Specifically, enable lines 7-11.
Note the max-queue-length configuration property. If the executor-queue-size metric hits max-queue-length for a particular tx.commit() call, then you know that the queue / storage.buffer-size were not large enough. Once the executor-queue-size metric peaks without reaching max-queue-length, you know you have captured all the columns being written in a tx.commit() call, so that will give you the number of columns being changed in a tx.commit(). You can look at UpdateItem metrics for edgestore and graphindex to understand the spread of columns between the two tables.
All Titan storage backends implement KCVStore, and the keys and columns have different meanings depending on the kind of store.
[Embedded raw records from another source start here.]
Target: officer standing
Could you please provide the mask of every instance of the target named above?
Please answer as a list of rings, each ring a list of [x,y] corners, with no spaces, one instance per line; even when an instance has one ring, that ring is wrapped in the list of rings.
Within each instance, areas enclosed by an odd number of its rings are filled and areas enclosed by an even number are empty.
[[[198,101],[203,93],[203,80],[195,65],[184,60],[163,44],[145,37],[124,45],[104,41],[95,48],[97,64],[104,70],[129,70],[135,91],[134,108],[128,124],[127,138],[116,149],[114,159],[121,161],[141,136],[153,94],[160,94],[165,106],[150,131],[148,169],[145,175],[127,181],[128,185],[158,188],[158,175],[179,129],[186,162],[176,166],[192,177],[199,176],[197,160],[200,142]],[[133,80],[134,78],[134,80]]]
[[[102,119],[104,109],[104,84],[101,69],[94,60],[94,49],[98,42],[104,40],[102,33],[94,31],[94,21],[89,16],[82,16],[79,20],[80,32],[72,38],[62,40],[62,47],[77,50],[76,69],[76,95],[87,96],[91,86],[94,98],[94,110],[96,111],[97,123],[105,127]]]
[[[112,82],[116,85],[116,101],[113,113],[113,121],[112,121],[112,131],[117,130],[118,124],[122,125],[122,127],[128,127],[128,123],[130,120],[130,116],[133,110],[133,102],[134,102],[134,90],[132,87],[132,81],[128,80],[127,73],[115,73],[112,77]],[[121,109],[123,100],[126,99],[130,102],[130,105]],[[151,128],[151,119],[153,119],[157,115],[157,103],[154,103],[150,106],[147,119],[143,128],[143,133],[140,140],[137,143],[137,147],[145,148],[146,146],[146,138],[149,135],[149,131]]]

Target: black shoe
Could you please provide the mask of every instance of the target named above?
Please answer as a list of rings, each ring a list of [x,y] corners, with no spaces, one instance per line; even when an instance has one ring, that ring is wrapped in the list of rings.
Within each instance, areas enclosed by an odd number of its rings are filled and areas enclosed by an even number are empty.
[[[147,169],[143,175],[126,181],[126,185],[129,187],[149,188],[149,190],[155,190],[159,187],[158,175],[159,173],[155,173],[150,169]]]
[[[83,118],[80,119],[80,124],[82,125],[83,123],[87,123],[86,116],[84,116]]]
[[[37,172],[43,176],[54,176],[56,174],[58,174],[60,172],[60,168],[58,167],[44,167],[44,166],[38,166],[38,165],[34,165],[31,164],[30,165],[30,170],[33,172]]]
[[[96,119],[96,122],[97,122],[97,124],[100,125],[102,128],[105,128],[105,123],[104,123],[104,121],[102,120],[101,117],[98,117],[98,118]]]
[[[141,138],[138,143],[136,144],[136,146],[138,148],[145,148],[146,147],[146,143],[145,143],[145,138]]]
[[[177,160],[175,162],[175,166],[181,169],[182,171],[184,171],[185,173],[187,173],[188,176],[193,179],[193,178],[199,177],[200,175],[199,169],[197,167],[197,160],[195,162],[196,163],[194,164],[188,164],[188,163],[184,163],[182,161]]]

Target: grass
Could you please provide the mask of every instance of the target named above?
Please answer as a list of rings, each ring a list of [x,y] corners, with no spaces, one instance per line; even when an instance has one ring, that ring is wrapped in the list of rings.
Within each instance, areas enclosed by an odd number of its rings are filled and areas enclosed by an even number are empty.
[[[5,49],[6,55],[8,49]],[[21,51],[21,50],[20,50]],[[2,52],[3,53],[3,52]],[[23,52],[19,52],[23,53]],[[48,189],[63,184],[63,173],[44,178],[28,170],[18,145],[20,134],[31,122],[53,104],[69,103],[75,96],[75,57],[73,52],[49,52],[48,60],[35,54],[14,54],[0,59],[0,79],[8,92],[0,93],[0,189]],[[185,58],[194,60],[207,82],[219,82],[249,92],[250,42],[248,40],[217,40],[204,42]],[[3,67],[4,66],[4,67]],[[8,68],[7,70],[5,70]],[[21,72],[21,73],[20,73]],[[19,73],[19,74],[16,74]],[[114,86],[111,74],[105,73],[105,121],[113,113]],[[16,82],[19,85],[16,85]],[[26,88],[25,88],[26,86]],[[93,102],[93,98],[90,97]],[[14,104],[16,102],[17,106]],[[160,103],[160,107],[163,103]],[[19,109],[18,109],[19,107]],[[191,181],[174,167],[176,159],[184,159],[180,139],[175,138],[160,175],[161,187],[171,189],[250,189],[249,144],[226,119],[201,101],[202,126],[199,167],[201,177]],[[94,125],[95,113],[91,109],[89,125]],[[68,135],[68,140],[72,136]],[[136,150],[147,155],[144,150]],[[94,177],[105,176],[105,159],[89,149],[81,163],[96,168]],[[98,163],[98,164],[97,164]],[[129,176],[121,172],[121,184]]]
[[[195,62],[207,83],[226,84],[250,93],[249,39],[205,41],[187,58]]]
There are two stores that get the bulk of writes, assuming you have not turned on user-defined transaction logs. They are edgestore and graphindex.
The edgestore KCVStore is always written to, regardless of whether you configure composite indexes. Each edge and all of the edge properties of that edge are represented by two columns (unless you set the schema of that edge label to be unidirectional). The key of edge columns are the out-vertex of an edge in the direct column, and the in-vertex of an edge in the reverse. Again, the column of an edge is the in-vertex of an edge in the direct column, and the out-vertex of an edge in the reverse. Each vertex is represented by at least one column for the VertexExists hidden property, one column for a vertex label (optional) and one column for each vertex property. The key of vertices is the vertex id and the columns correspond to vertex properties, hidden vertex properties, and labels.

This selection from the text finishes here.